San Francisco is notorious for its high taxes. With the recent exodus of downtown’s companies as well as a reputation on crime nationwide, city leaders are looking for ways to incentivize businesses to remain in SF.
Enter Prop M, a business tax cut that will affect 91 percent of restaurants and 97 percent of bars and nightclubs. It’s a measure that has gained rare, across-the-board support in SF’s famously divisive politics, drawing endorsements from progressives, moderates, business owners, and politicians city-wise. It passed overwhelmingly by 69.51 percent to 30.49 percent.
Brian Davis, who teaches the Business track program at Riordan, says “Small businesses typically fail within the first year. Lowering the tax burden will enable small businesses to be more competitive with larger businesses.”
Prop M aims to enact a complete overhaul of the city’s business tax system. The state of San Francisco’s post-pandemic recovery has spurred the momentum behind the measure as well as concern behind the sustainability of the city government’s current business tax system.
Along with exempting more small businesses from taxes and fees–eliminating gross receipts taxes for 2,700 small businesses–it also reduces taxes for some of SF’s biggest companies in an effort to get them to stay.
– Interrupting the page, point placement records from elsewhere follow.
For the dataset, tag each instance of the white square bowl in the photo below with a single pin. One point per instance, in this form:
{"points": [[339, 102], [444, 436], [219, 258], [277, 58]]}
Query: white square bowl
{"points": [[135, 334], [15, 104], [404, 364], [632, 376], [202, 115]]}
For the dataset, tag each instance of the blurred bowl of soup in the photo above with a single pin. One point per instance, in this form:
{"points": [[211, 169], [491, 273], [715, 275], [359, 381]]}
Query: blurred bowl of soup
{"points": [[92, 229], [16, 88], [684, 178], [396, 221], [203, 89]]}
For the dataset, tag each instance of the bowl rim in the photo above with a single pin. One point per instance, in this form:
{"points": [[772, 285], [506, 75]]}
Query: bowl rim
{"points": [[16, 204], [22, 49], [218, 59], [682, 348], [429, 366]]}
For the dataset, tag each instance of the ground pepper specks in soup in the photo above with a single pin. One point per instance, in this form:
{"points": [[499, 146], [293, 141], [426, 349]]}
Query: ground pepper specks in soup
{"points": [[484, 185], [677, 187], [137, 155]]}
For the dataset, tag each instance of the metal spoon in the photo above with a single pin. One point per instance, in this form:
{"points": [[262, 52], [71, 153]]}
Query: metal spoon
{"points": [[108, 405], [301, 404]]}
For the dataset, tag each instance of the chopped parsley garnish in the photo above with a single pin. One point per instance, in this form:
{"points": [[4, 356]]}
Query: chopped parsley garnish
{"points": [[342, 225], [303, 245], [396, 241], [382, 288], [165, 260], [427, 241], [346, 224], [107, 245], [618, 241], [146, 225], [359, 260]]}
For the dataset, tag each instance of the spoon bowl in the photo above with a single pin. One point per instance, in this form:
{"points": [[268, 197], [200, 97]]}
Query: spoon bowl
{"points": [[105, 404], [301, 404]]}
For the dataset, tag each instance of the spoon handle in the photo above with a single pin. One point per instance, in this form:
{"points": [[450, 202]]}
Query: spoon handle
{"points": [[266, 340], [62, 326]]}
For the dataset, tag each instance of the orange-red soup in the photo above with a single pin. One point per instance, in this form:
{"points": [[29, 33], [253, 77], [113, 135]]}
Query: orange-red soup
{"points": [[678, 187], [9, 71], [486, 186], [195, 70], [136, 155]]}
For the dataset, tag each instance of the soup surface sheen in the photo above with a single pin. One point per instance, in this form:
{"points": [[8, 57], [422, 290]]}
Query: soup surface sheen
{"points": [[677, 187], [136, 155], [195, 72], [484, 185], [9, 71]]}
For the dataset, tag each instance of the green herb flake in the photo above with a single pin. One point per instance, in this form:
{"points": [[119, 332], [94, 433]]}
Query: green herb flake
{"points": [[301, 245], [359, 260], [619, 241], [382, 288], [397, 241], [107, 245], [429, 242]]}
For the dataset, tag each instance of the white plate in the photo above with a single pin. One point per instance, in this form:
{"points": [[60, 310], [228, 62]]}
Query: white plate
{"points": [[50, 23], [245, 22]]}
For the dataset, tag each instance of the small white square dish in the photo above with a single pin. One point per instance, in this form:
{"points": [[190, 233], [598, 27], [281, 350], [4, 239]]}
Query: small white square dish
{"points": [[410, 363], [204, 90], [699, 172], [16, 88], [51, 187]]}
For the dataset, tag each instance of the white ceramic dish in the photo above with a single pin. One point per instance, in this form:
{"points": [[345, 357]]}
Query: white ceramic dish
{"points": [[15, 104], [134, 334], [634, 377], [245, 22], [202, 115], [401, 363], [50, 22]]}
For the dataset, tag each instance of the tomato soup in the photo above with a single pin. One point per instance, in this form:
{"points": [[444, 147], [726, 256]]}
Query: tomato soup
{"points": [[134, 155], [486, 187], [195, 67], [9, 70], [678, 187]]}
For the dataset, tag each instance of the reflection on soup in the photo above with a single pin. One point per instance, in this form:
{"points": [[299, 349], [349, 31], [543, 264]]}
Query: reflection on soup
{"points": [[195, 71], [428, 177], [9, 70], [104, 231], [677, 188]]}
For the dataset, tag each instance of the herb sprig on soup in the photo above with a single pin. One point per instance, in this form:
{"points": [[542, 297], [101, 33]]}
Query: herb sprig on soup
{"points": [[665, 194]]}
According to a city report, only the five largest companies pay around a quarter of all business taxes. Should a single one of those companies leave, it will have significant repercussions on SF’s tax revenue–and thus ability to fund vital public services.
Davis continued, “It will help consumers–’everyday San Franciscans’–via lower prices as taxes are ultimately paid for by consumers via higher pricing. If a business is unable to pass along the taxes they may be forced to close.”
However, Prop M would also raise taxes on mid-size businesses that make large revenue and have a small number of staff. Industries likely to see their gross receipts taxes (applied to a business’s total revenue from sales) increase included biotechnology (18 percent increase), retail (16 percent), and construction (7 percent) in order to supplement the loss in revenue from corresponding tax cuts.
Now that Prop M has passed, it’s expected to initially lose money for the city for three years, by $40 million annually. It intends to recoup costs with scheduled rate increases that earn $50 million per year, thus offsetting the loss in time for the 2029-2030 Fiscal year.
Davis commented, “The city also needs to reduce spending to offset potential tax revenue decreases.”
The measure further benefits most businesses by consolidating the city’s 14 business categories into seven, making it easier for businesses to pay their taxes. It also aims to incentivize workers to come back to office, with the specific goal of revitalizing downtown, with proponents citing how the continued trend of remote work has been partially responsible for downtown’s decline.
The primary opposition comes from Larry Marso, a local tech executive and attorney. Marso, a Republican, argues that Prop M tries to generate more revenue through steep tax hikes that primarily affect larger to midsize companies. However, opposition was largely limited; no formal campaign has reported fundraising activity in opposition to the measure.